形なき愛を血と称して



「“溢れ出る”んだよ」



言葉、通りであった。

ラズ(器)から溢れ出した物は、液体ではなく固体。

血液色をした物は、ずるりと外界に姿を現す。

風船のように膨張し、はちきれんばかりの丸となったその巨体には口があった。

口しか、なかった。

「召喚師のメリットはデメリットともなる」

息を荒げる口だけの化け物は、オロバスを圧倒する。重なった影に、オロバスはあからさまに怯んでみせた。

「強者を呼べる。それが召喚師としてのスキルであるが、狐が獅子を呼んだ末路など想像に難くない。誰もが想像出来る。だからこそ、好き好んで獅子を呼ぶ奴はいない」

カウヘンヘルムがどれほどの力を持って、異界より強者を呼ぼうとも従わせること叶わず、命を落とした者は多い。

多いが、それでも“最低限の数”。極端な強者を呼ぶ奴は無謀であると貶されるほどだ。無謀をする者は少ない。存外に、人間は臆病であり、それ故生き長らえるにおいて賢い。

「けれども、僕にとっては“些末なこと”だった。僕の命なんて大切に思えない。無謀に身を投じることもーーいや、投げやりなことをしてみせた」

崖から飛び降りたはずなのに、生きていた。とも言えよう奇跡。望んでなくともなってしまったことには違いない。

「ともかく、強い者を呼び出した。僕の力が呼べる範囲の物を。そうして、出て来たのがデウムスという悪魔でね。大陸を丸ごと食らいつく悪魔だが、僕は殺されることなく、デウムスと契約した。父の遺体と引き換えに、デウムスの胃袋を一つ貰ったんだ」

人間の死体は食べたことがない。
そう言うデウムスの願いを叶えれば、対価として胃袋を一つ授かった。

大陸を食べ尽くす大食らい。胃袋は数え切れないほどあるらしく、その中の一つ程度、デウムスには些細な授け物だったのだろうが。

「悪魔の胃袋は、それ単体でも生きていた。萎むさまを見ていても良かったが、使えると思ってね。

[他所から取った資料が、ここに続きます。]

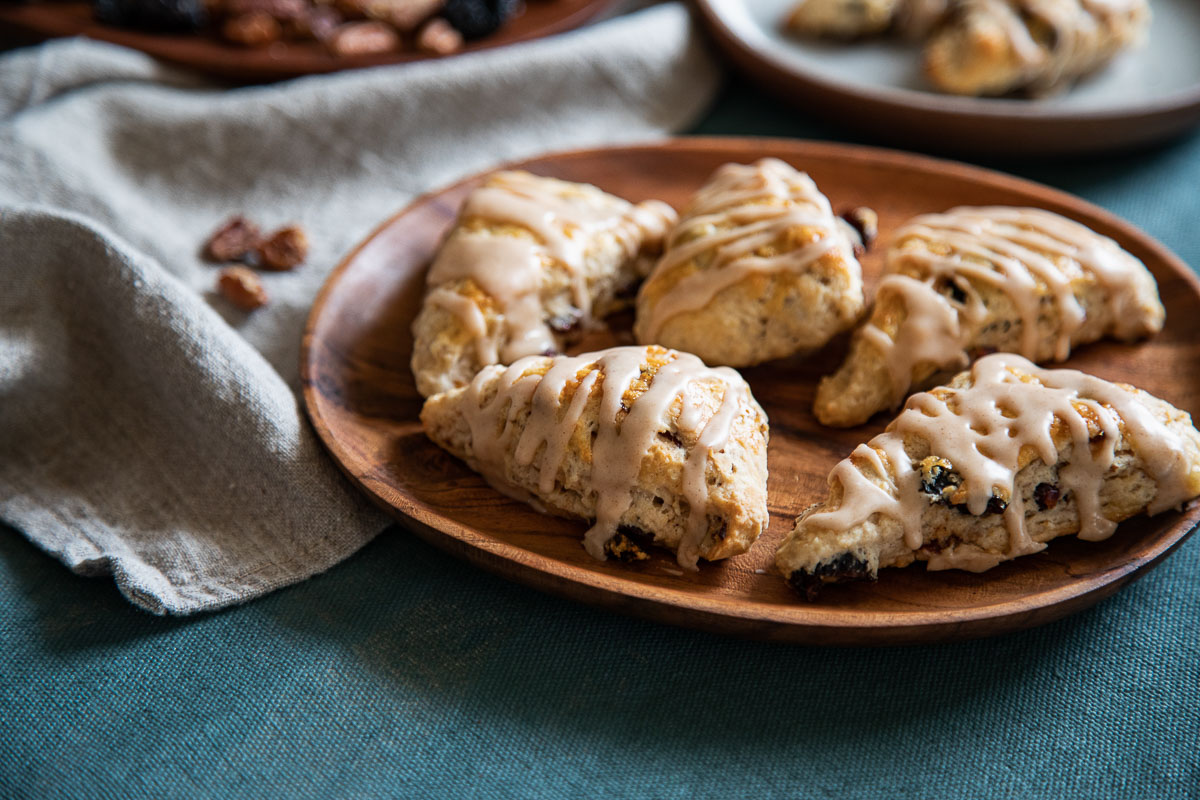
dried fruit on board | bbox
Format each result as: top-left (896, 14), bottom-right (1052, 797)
top-left (204, 213), bottom-right (260, 261)
top-left (217, 266), bottom-right (268, 311)
top-left (92, 0), bottom-right (209, 31)
top-left (442, 0), bottom-right (518, 40)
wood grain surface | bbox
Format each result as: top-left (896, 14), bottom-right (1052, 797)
top-left (0, 0), bottom-right (616, 83)
top-left (301, 139), bottom-right (1200, 644)
top-left (696, 0), bottom-right (1200, 156)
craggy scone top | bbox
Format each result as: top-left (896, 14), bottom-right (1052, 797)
top-left (814, 206), bottom-right (1165, 427)
top-left (634, 158), bottom-right (863, 367)
top-left (421, 347), bottom-right (768, 569)
top-left (412, 172), bottom-right (676, 397)
top-left (776, 354), bottom-right (1200, 590)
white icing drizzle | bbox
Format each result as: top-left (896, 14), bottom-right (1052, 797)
top-left (462, 347), bottom-right (754, 570)
top-left (862, 206), bottom-right (1162, 403)
top-left (962, 0), bottom-right (1146, 90)
top-left (427, 172), bottom-right (676, 363)
top-left (638, 158), bottom-right (857, 342)
top-left (805, 354), bottom-right (1190, 571)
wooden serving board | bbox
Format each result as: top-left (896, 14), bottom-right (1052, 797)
top-left (0, 0), bottom-right (616, 83)
top-left (301, 139), bottom-right (1200, 644)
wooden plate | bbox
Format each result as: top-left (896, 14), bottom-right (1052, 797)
top-left (301, 139), bottom-right (1200, 644)
top-left (0, 0), bottom-right (616, 83)
top-left (697, 0), bottom-right (1200, 156)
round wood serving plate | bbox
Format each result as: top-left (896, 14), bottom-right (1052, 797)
top-left (301, 139), bottom-right (1200, 644)
top-left (696, 0), bottom-right (1200, 156)
top-left (0, 0), bottom-right (616, 83)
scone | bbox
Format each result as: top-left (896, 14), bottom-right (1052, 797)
top-left (924, 0), bottom-right (1150, 95)
top-left (775, 354), bottom-right (1200, 597)
top-left (634, 158), bottom-right (863, 367)
top-left (784, 0), bottom-right (905, 38)
top-left (814, 206), bottom-right (1165, 427)
top-left (412, 172), bottom-right (676, 397)
top-left (784, 0), bottom-right (952, 40)
top-left (421, 347), bottom-right (768, 570)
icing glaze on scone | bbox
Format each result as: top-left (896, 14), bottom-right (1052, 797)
top-left (413, 172), bottom-right (676, 396)
top-left (422, 347), bottom-right (767, 569)
top-left (925, 0), bottom-right (1150, 95)
top-left (784, 0), bottom-right (952, 38)
top-left (816, 206), bottom-right (1164, 425)
top-left (776, 354), bottom-right (1200, 594)
top-left (634, 158), bottom-right (863, 366)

口を授けた」

ナイフで切り口を入れただけの、歯も唇もない粗末な口が大きく開く。

「後は、餌を与えていくだけだ」

胃袋に口がついた化け物は、餌を丸呑みにする。

覆い被さるようにオロバスの体を包み込み、口を閉じるだけで“食事”は終わる。


「ラズ、よく味わえ。ゆっくりと消化しろ」

胃袋の内側より、無数の手形が浮き出るが、包み込む赤い膜が破れることはない。


閉じた口も開かず、胃袋はじっとーーしかしながら、満足げに口元を綻ばすのだった。

「ーーさて」

リヒルトもまた、口を三日月に伸ばす。

「邪魔は、いなくなった」

胃袋の真横。飲み込まれなかったトトのもとに近づき、へたり込む体に手を伸ばす。


「あ……ぃや」

数多の恐怖を味わったトト。
それでも、やはり恐ろしかったのはーー



「さあ、教え込もうか。君は、僕から離れられないことをねぇ」


ただただ、こちらを見続ける彼だった。